Dossier : IMM-5041-06

Référence : 2007 CF 762

Ottawa (Ontario), le 20 juillet 2007

EN PRÉSENCE DE MONSIEUR LE JUGE PHELAN

 

 

ENTRE :

NICOLE AMANDA SIMMONS

demanderesse

et

 

LE MINISTRE DE LA CITOYENNETÉ

ET DE L'IMMIGRATION

défendeur

 

MOTIFS DU JUGEMENT ET JUGEMENT

 

I.          Introduction

[1]               Il a été conclu dans l'examen des risques avant renvoi (ERAR) de la demanderesse qu'elle pouvait se prévaloir de la protection de l'État à Saint-Vincent-et-les-Grenadines (Saint-Vincent) en ce qui a trait à la violence conjugale dont elle avait été victime. Il s'agit du contrôle judiciaire de cette décision.

 

II.         Les faits

[2]               La demanderesse, une citoyenne de Saint-Vincent, est venue au Canada en 2002 et a présenté une demande d'asile. La Commission de l'immigration et du statut de réfugié (la Commission) a conclu que son récit au sujet de la violence conjugale dont elle avait été victime était crédible, mais a rejeté sa demande au motif qu'elle pouvait se prévaloir de la protection de l'État.

 

[3]               Au cours du processus d'ERAR, elle a présenté un affidavit de sa mère qui déclarait que jusqu'en décembre 2004, l'époux de la demanderesse s'intéressait encore à elle – et que ce n'était probablement pas de façon bienveillante. Elle a aussi présenté une lettre d'un docteur qui soutenait que, compte tenu de ses antécédents (y compris ses pensées suicidaires) et des menaces auxquelles elle ferait face à Saint-Vincent, son pays d'origine ne pourrait pas lui offrir un traitement adéquat et elle n'y serait pas en sécurité.

 

[4]               L'agent d'ERAR a tenu compte de la conclusion de la Commission au sujet de la protection de l'État, du fait que les policiers avaient pris des mesures en réponse aux plaintes de la demanderesse et du fait que son époux continuait à nourrir de mauvaises intentions envers elle. L'agent a conclu qu'aucun nouvel élément de preuve portant sur la protection de l'État n'avait été présenté depuis la décision de la Commission.

 

[5]               L'agent a accepté le rapport du docteur, mais a conclu que la lettre portait principalement sur la protection de l'État. Le rapport traitait de la capacité de l'État à protéger la demanderesse contre son intention de se suicider. Bien qu'il eût reconnu qu'elle avait peut-être tenté de se suicider, l'agent a conclu que la preuve était insuffisante à ce sujet. Finalement, il a remarqué que la crainte que la demanderesse se suicide n'est pas en soi un motif qui justifie un redressement.

 

III. Analyse

[6]               La norme de contrôle applicable aux décisions d'ERAR est la décision manifestement déraisonnable pour les questions de fait, la décision raisonnable pour les questions mixtes de droit et de fait, la décision correcte pour les questions de droit et finalement, la décision raisonnable en ce qui a trait à l'examen de la décision dans son ensemble.

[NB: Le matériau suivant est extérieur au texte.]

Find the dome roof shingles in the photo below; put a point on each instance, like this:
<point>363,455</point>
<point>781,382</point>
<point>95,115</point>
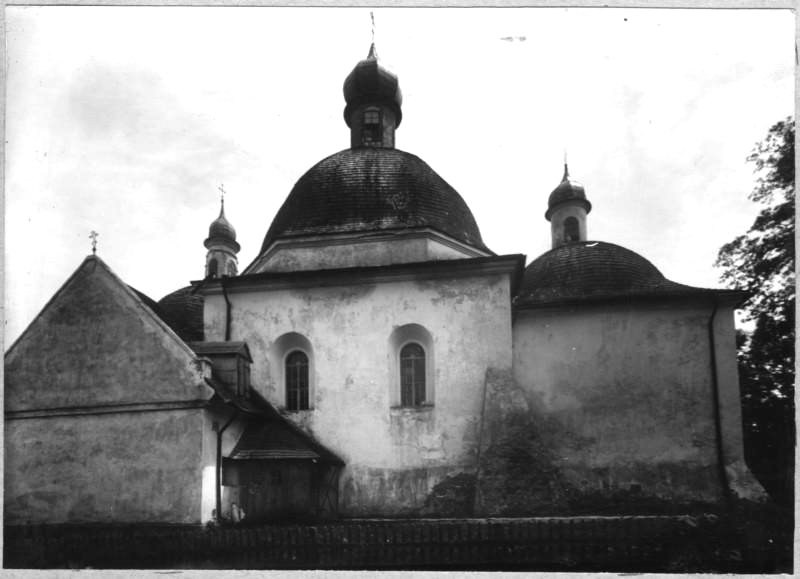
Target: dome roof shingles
<point>594,270</point>
<point>369,190</point>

23.              En ce qui concerne la norme de contrôle applicable aux décisions des agents d'ERAR, dans la décision Kim c. Canada (Ministre de la Citoyenneté et de l'Immigration), [2005] A.C.F. no 540 (1re inst.), au paragraphe 19, le juge Mosley, après avoir effectué une analyse pragmatique et fonctionnelle, a conclu que « la norme de contrôle applicable aux questions de fait devrait être, de manière générale, celle de la décision manifestement déraisonnable; la norme applicable aux questions mixtes de fait et de droit, celle de la décision raisonnable simpliciter; et la norme applicable aux questions de droit, celle de la décision correcte ». Le juge Mosley a aussi souscrit à l'observation du juge Martineau dans la décision Figurado c. Canada (Solliciteur général), [2005] A.C.F. no 458 (1re inst.), au paragraphe 51 : lorsque la décision d'un agent d'ERAR est examinée « globalement et dans son ensemble », la norme de contrôle applicable devrait être celle de la décision raisonnable simpliciter. Cette jurisprudence a été suivie par la juge Layden‑Stevenson dans la décision Nadarajah c. Canada (Solliciteur général), [2005] A.C.F. no 895 (1re inst.), au paragraphe 13. Pour les motifs exposés par mes collègues, je reconnais que telle est la formulation correcte de la norme de contrôle applicable.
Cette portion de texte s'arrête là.